I forgot to post this pic. This is actually the tank back from the fabricators. Building the plywood model has resulted in a perfect fit into the location on the tray. This week I will take it down and have it powder coated to reduce rust on the outside. Taped patches on the top are where the breathers will screw in.


----------



## malmac (Jan 27, 2019)

The 40 x 5 mm straps which support the tank have a major shortcoming in design. They may spread the load across their flat surface but they fail to add any support to the centre of the tank. So I am going to weld a bar across in a vertical plane which should help to provide a measurable level of support to the centre of the tank. To lighten the weight of these addistions I plan to drill 40mm holes with a 15mm space between them. The bar will be 60mm x 5mm. My calculations mean a 30% reduction in weight, however I do not know how much I have reduced their load carrying capacity.


----------



## Latinrascalrg1 (Jan 27, 2019)

Nice work.
Fyi, in case you weren't aware.....
They sell chemical tank lining kits that are marketed mainly to the motorcycle world that would be perfect to use to protect against corrosion inside the tank.


----------



## malmac (Jan 27, 2019)

Latinrascalrg1 said:


> Nice work.
> Fyi, in case you weren't aware.....
> They sell chemical tank lining kits that are marketed mainly to the motorcycle world that would be perfect to use to protect against corrosion inside the tank.



I have been giving this some consideration and at the minimum I am adding an extra filter - some of the products I have heard can just mush up and become sludge - so an extra problem.
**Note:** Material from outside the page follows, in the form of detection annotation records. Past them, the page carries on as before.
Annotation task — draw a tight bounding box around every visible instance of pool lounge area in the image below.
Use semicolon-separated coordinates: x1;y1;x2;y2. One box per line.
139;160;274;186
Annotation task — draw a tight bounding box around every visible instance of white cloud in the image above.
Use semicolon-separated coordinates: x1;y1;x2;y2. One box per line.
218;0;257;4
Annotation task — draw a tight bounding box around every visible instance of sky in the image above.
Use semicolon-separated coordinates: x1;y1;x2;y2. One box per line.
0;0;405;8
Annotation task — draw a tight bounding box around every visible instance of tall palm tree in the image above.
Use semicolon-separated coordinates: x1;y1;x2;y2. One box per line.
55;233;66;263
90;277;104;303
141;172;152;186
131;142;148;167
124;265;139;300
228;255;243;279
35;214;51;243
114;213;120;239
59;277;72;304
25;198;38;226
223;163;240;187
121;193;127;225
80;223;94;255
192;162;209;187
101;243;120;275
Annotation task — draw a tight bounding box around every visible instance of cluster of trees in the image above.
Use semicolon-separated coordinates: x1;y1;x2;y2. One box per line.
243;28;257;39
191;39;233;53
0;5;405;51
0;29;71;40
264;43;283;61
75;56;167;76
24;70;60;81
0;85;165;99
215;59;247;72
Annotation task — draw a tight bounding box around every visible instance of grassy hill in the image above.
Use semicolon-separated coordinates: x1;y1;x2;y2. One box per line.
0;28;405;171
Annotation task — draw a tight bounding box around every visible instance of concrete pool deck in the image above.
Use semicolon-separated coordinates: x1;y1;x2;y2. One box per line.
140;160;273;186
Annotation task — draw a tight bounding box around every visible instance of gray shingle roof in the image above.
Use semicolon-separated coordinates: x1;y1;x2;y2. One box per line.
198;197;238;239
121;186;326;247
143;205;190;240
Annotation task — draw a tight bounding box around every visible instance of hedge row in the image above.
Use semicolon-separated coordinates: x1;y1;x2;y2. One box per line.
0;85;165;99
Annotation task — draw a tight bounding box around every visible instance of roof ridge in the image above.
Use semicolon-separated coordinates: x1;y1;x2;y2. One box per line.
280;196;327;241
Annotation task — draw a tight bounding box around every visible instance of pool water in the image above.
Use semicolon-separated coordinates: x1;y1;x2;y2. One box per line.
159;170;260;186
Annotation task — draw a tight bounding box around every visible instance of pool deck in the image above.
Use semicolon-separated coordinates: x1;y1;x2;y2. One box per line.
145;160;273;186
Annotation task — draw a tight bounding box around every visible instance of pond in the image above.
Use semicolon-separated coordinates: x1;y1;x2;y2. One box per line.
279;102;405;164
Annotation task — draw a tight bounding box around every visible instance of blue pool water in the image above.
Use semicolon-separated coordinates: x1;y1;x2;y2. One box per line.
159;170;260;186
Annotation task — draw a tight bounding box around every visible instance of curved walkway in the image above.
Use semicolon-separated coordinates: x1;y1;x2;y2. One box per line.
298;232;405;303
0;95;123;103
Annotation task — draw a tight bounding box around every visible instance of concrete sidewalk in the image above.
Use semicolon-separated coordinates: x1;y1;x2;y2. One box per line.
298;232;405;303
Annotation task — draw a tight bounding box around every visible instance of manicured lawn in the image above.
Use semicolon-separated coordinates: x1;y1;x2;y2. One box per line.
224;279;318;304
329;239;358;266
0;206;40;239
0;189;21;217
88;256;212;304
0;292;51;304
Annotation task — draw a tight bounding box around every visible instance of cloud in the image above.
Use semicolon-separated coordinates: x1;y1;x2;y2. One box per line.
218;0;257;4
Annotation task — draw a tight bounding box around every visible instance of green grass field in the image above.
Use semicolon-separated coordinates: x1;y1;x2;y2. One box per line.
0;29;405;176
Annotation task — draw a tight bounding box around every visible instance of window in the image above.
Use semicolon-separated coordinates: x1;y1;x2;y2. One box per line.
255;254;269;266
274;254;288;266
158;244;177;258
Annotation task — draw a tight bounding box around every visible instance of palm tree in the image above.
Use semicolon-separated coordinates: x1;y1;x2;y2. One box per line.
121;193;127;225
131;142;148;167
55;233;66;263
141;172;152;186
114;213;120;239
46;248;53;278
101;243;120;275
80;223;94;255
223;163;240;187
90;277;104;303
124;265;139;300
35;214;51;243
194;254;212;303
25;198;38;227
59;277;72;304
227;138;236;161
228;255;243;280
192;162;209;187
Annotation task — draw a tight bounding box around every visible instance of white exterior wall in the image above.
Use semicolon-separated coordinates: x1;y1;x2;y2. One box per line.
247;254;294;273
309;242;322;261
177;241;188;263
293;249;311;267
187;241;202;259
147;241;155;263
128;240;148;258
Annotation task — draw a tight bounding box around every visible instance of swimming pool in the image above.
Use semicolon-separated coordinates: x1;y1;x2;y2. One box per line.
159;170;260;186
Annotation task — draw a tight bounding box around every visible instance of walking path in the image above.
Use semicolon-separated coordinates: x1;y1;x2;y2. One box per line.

So far have not found a product that I have absolute confidence in.  But I am thinking and thank you for reminding me to revisit the question.


----------



## Latinrascalrg1 (Jan 27, 2019)

Well I wish you luck in your endeavors but i would like to add that  from my personal experience ive seen the "mush" issue when the product wasnt applied correctly by applying to much of the coating instead od several thin coat to allow the previous coat to dry before adding more and or simply not recommending for the material to cure completely.


----------



## malmac (Jan 27, 2019)

Thank you. Exactly which product are you referring too. Also given the inside of a motorcycle tank is reatively small, say 15 to 35 litres capacity and without baffles - I have been thinking how to suitably revolve the 170 litre tank so I can feel assured that I have, 1. completely sealed the inside, 2 I have completely drained out any excess from every possible corner and 3. can ascertain that the product has cured completely and 4. have undertaken all this without ingesting the toxic fumes which at least some, if not all products exude. These points are providing a substantial hurdle for me to overcome. All thoughts are welcome as I am not trying to scrap the idea but rather work through the problems and viable solutions before I get in out of my depth and stuff it up completely.


----------



## Latinrascalrg1 (Jan 28, 2019)

Wow ok, so first I used a product called Red Kote.  My bikes tank was 4.2 U.S. gallons with baffles.  I bought a quart sized can, poured 3/4 can into tank, rock/rolled tank for 10 minutes then drained back into original can (about 1/3rd the amount I poured in came out, also some spillage occured in the process). I waited 8 hours then recoated using the remaining liner fluid. Empty what you can of the liquid then let dry.  
***I would recommend giving it a few minutes rocking/ turning the tank after you drain the liner that is still liquid from the tank in order to help disperse any pudding that might happen around the baffles after each coat.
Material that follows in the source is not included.